レポートによると、2017年10月から12月に発生した重要インシデント件数は、インターネットからの攻撃によるものが129件(前四半期は104件)、内部から発生したものが128件(同172件)であった。前者の増加は、Apache Struts 2 を悪用する重要インシデントが増加したため。一方で、IIS 6.0におけるWebDAVサービスの脆弱性対策が完了したとみられる。後者は減少しているが、10月以降にECサイトや金融機関などを騙ったウイルスメールが広く送信されたため、Ursnifの感染による重要インシデントの件数が急増しており、引き続き注意が必要としている。

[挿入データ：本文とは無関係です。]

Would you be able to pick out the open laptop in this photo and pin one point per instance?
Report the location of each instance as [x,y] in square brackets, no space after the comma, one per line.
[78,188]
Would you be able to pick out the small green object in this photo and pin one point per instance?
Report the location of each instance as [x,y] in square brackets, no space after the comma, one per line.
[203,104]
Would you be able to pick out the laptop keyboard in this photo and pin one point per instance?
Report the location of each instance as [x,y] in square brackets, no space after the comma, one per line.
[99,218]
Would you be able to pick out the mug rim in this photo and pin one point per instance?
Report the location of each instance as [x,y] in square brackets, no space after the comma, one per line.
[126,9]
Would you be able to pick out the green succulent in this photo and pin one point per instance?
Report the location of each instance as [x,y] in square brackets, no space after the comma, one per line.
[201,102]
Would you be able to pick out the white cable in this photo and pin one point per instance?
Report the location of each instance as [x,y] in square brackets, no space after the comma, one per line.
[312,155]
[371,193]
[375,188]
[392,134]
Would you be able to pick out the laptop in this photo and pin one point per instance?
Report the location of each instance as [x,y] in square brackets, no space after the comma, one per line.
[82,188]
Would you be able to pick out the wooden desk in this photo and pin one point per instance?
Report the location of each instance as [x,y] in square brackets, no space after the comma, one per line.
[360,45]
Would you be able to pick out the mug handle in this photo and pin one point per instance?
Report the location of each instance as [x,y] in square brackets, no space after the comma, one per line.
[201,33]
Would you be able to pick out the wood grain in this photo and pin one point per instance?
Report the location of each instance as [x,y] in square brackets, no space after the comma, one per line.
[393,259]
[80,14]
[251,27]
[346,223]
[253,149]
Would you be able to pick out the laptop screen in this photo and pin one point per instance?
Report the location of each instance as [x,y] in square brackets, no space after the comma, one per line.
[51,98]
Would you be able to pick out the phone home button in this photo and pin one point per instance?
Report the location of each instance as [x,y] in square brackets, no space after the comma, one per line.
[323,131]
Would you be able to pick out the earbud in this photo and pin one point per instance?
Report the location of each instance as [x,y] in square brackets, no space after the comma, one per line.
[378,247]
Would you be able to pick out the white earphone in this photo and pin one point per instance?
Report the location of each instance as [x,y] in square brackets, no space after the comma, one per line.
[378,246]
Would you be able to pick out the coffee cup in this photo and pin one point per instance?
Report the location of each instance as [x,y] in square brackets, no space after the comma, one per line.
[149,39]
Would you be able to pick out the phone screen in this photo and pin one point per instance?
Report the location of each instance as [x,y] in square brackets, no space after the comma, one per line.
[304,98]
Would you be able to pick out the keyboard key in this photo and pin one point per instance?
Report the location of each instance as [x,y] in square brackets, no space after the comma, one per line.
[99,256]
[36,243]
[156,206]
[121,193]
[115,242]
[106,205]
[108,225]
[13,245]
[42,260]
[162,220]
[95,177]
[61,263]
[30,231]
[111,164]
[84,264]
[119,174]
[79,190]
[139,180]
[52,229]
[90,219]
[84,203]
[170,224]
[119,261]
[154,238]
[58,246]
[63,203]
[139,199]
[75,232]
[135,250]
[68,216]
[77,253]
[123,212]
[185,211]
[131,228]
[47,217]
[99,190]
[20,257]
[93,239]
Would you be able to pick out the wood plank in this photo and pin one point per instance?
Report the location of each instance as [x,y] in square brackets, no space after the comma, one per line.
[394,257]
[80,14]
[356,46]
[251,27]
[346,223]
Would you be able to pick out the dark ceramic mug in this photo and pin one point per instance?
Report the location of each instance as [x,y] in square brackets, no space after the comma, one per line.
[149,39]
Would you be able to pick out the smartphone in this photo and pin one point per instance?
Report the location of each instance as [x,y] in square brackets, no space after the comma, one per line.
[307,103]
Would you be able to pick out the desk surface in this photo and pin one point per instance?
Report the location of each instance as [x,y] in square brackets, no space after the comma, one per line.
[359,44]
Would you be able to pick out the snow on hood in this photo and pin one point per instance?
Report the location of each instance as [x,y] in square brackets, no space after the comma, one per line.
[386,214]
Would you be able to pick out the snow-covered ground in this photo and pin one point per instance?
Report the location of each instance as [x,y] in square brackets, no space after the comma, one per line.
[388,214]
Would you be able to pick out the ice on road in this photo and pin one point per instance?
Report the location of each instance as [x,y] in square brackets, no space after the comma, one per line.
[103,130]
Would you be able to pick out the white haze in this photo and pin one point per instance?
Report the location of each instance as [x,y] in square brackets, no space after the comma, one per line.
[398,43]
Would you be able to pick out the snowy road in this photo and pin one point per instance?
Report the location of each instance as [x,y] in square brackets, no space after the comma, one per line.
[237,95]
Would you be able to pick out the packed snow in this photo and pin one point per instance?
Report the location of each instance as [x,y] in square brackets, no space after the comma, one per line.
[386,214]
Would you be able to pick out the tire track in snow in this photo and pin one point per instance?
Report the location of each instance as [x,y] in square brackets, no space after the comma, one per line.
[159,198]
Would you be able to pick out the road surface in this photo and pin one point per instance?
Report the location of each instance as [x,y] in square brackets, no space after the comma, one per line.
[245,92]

またレポートでは、注目のトピックとして「Oracle WebLogic Serverの任意コード実行の脆弱性」「送信元を秘匿した攻撃通信の増加」「マルウェア感染を誘導する不審メールの増加」を取り上げている。Oracle WebLogic Serverの脆弱性に対する攻撃は、12月22日に攻撃コードが公開されたことで、マイニングやバックドアを設置しようとする攻撃が増加している。また、Webサーバの設定不備やWordPressなどのCMSに関連する脆弱性を悪用する攻撃が一時的に急増したが、これらの攻撃通信は送信元を秘匿していた。